CMC - Fundação Centro Médico de Campinas (SP) — Prova 2023
Gestante comparece a consulta de rotina do pré-natal, apresentando ultrassom evidenciando gestação gemelar com sinal do T invertido. Provavelmente é uma gemelaridade:
Sinal do T invertido no USG gemelar → Monocoriônica/diamniótica (risco de STFF).
O sinal do "T invertido" no ultrassom de gestação gemelar indica a presença de uma fina membrana interamniótica que se insere perpendicularmente na placenta, caracterizando uma gestação monocoriônica e diamniótica. Este tipo de gemelaridade tem riscos específicos, como a Síndrome da Transfusão Feto-Fetal (STFF).

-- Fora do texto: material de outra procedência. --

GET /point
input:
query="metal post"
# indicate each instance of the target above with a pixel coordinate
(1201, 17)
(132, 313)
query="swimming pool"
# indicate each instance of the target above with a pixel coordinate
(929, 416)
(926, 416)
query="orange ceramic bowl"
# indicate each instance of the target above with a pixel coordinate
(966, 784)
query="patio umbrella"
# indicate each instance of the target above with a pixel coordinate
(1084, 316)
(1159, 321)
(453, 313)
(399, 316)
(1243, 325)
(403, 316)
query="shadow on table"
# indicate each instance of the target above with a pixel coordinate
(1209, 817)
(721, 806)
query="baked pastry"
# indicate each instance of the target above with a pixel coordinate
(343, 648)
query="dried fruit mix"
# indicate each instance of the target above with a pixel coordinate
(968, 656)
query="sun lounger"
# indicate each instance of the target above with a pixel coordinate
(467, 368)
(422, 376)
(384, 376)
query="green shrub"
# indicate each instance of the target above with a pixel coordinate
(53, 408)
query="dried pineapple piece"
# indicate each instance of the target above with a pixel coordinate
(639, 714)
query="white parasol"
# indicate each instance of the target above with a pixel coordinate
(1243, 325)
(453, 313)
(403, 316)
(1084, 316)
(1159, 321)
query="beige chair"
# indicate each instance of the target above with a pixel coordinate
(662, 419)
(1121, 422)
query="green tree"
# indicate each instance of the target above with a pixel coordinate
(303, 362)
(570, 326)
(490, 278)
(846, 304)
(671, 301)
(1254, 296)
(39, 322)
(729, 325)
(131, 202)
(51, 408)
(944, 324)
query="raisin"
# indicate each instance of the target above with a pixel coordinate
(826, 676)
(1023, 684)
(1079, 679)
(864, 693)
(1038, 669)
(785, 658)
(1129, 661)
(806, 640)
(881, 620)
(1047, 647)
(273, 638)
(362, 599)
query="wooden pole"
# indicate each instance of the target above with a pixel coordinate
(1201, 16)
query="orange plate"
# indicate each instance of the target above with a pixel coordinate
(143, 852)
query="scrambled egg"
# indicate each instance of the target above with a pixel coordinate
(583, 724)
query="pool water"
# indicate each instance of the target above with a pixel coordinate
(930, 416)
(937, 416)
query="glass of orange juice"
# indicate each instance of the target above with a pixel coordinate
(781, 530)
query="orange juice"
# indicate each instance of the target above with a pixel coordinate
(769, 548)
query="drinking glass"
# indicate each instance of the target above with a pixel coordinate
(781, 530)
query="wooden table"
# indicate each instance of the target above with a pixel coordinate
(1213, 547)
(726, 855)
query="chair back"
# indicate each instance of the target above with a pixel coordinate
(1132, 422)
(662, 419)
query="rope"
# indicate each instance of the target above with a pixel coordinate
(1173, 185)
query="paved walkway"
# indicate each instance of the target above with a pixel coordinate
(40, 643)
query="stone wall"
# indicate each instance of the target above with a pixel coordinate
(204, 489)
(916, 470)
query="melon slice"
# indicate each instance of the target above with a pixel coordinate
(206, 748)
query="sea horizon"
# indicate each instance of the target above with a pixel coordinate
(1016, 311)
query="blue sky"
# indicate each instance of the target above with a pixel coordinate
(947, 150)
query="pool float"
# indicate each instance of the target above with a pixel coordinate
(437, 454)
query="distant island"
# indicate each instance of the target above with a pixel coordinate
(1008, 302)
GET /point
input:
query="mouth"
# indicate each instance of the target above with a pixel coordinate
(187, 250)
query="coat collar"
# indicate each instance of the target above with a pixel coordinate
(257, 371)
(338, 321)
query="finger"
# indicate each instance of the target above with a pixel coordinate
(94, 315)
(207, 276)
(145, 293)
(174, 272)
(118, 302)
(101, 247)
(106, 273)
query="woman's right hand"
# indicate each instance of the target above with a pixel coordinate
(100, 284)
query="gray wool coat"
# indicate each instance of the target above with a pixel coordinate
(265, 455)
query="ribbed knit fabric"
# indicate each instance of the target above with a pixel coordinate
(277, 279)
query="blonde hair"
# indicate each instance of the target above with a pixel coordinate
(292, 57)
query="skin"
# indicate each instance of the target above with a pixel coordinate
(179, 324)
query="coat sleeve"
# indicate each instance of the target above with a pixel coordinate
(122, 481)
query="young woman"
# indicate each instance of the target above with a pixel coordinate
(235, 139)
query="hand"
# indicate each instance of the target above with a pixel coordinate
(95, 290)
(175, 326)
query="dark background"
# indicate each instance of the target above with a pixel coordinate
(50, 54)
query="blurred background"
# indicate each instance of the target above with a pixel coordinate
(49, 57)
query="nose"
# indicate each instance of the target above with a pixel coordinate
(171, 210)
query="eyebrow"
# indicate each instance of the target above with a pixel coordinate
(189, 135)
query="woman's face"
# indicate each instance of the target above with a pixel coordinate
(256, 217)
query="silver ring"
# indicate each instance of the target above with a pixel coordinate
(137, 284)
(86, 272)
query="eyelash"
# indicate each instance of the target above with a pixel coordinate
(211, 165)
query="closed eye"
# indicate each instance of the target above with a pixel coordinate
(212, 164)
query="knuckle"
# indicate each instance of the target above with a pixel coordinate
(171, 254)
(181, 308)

A gestação gemelar representa um desafio obstétrico devido ao aumento significativo das taxas de morbimortalidade materna e perinatal. A correta determinação da corionicidade e amnionicidade é o passo mais importante no manejo pré-natal, pois define os riscos e a frequência do acompanhamento. O ultrassom de primeiro trimestre é a ferramenta diagnóstica essencial para essa avaliação. O sinal do "T invertido" é um achado ultrassonográfico característico da gestação monocoriônica diamniótica. Ele é visualizado quando a membrana interamniótica é fina e se insere perpendicularmente na superfície placentária, formando um "T". Este tipo de gestação, embora com dois sacos amnióticos, compartilha uma única placenta, o que predispõe a complicações como a Síndrome da Transfusão Feto-Fetal (STFF), que ocorre em 10-15% dos casos e requer monitoramento rigoroso. Em contraste, a gestação dicoriônica diamniótica é identificada pelo "sinal do lambda" (ou "twin peak sign"), onde a membrana interamniótica se insere na placenta de forma mais espessa e triangular, indicando placentas separadas ou fusionadas. A gestação monocoriônica monoamniótica, a mais rara e de maior risco, não apresenta membrana interamniótica. O conhecimento desses sinais é vital para o planejamento do pré-natal e a antecipação de possíveis intercorrências.
Na gestação dicoriônica, cada feto tem sua própria placenta e saco amniótico (dois córios, dois âmnios). Na monocoriônica, os fetos compartilham uma única placenta, mas podem ter sacos amnióticos separados (monocoriônica diamniótica) ou um único saco (monocoriônica monoamniótica).
A determinação da corionicidade é crucial para o manejo da gestação gemelar, pois gestações monocoriônicas apresentam riscos significativamente maiores de complicações, como Síndrome da Transfusão Feto-Fetal (STFF), restrição de crescimento seletiva e óbito fetal.
O sinal do lambda (ou "twin peak sign") é uma projeção triangular de tecido placentário que se estende para a membrana interamniótica, indicando uma gestação dicoriônica. O sinal do T invertido, por sua vez, é a inserção perpendicular da membrana interamniótica na placenta, característico da gestação monocoriônica diamniótica.